Paper No. 5
Presentation Time: 4:20 PM
LINKING LANDSCAPE CHARACTERISTICS TO LOCAL GRIZZLY BEAR ABUNDANCE
Grizzly bear (Ursus arctos) habitat use has been extensively studied, but habitat has rarely been linked to demographic parameters and habitat models have not accounted for variation in detection or spatial autocorrelation. We collected bear hair from bear hair traps and rub trees in and around Glacier National Park (GNP) in northwestern Montana and genotyped the samples to identify individuals. Counts of bears were formatted as a spatial mark-recapture dataset to estimate local abundance. We developed a hierarchical Bayesian model with 1) explicit landscape and habitat variables that we theorized might influence abundance, 2) separate sub-models of detection probability for each sampling type, 3) covariates to explain variation in detection, 4) a conditional autoregressive term to account for spatial autocorrelation, and 5) weights to identify most important variables. Road density and percent mesic habitat best explained variation in female grizzly bear abundance and the spatial autocorrelation term was not supported. Female abundance was higher where road density was lower and where more mesic habitat exists. Detection of females increased with rub tree sampling effort.

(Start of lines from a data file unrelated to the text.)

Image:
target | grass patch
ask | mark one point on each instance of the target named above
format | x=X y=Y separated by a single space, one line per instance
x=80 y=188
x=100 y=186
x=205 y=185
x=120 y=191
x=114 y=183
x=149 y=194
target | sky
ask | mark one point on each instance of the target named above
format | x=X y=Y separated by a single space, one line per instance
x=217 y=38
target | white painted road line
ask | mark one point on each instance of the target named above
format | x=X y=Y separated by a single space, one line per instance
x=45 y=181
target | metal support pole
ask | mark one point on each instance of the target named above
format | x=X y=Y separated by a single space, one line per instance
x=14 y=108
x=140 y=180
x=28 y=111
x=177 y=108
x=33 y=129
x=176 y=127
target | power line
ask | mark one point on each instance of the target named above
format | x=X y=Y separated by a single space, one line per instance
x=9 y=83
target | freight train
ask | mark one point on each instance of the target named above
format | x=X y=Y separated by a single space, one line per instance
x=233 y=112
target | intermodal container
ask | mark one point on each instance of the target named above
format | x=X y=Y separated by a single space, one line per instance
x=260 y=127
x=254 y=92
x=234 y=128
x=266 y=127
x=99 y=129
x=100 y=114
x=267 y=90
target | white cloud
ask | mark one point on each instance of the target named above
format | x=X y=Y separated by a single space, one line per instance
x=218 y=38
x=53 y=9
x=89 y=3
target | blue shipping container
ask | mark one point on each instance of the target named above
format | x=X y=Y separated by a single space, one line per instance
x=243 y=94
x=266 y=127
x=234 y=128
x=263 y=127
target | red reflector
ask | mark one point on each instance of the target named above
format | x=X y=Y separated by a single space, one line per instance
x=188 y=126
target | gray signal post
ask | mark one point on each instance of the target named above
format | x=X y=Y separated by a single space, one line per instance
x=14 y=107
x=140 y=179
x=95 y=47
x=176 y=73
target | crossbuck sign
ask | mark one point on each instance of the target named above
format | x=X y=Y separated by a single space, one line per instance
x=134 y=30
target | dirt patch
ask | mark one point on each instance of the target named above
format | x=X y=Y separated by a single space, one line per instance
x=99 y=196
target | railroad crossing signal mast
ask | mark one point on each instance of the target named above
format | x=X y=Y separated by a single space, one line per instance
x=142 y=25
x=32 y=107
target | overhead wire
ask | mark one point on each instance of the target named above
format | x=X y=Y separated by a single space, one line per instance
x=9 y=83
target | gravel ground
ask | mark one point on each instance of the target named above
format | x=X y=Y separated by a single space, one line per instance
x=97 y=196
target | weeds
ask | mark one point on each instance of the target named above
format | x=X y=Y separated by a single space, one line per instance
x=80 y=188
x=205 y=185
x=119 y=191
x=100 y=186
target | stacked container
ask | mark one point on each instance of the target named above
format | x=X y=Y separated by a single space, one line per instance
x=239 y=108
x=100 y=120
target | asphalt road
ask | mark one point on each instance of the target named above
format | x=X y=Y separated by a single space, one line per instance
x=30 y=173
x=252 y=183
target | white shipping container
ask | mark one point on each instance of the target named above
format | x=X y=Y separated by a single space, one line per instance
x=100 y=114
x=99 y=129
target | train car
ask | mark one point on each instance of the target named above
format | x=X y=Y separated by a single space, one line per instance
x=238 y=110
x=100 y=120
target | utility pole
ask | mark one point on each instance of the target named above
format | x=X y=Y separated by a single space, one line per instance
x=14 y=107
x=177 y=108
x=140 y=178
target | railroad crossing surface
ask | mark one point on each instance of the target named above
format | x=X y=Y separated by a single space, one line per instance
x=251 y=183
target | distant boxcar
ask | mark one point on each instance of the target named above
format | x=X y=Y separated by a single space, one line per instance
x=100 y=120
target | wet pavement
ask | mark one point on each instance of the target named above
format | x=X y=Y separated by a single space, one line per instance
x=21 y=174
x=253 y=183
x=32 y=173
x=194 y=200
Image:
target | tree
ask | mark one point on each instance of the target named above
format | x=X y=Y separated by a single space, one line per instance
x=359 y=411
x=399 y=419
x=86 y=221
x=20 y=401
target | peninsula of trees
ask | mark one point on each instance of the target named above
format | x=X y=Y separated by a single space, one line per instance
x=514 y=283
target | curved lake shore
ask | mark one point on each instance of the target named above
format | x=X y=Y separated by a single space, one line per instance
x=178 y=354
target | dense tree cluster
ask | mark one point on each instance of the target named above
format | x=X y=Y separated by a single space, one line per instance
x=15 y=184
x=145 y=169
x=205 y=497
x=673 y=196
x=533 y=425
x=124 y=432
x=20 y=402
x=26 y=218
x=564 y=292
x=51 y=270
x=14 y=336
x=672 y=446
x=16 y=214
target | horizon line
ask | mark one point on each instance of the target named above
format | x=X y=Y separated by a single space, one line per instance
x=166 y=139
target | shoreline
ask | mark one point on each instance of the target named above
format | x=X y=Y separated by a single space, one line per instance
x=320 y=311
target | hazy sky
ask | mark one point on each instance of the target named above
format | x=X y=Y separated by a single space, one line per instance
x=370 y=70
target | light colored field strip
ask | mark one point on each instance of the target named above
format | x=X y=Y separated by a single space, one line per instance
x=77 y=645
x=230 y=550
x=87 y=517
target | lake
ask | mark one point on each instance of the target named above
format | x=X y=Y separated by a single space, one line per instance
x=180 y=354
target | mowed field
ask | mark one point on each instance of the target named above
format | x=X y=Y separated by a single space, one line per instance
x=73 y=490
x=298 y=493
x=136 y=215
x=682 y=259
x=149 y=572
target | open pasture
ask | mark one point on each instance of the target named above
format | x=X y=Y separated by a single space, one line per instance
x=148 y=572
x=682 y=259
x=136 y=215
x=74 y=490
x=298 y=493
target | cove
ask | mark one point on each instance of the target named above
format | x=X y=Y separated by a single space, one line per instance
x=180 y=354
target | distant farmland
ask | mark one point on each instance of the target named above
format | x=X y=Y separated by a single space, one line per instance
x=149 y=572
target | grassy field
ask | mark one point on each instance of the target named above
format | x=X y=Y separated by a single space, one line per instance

Road density best explained variation in male grizzly bear abundance and spatial autocorrelation was supported. More male bears occurred in areas of low road density. Detection of males increased with rub tree and hair trap sampling effort and decreased with time. Our finding that road density influences abundance concurs with conclusions of earlier studies that road density influences habitat use.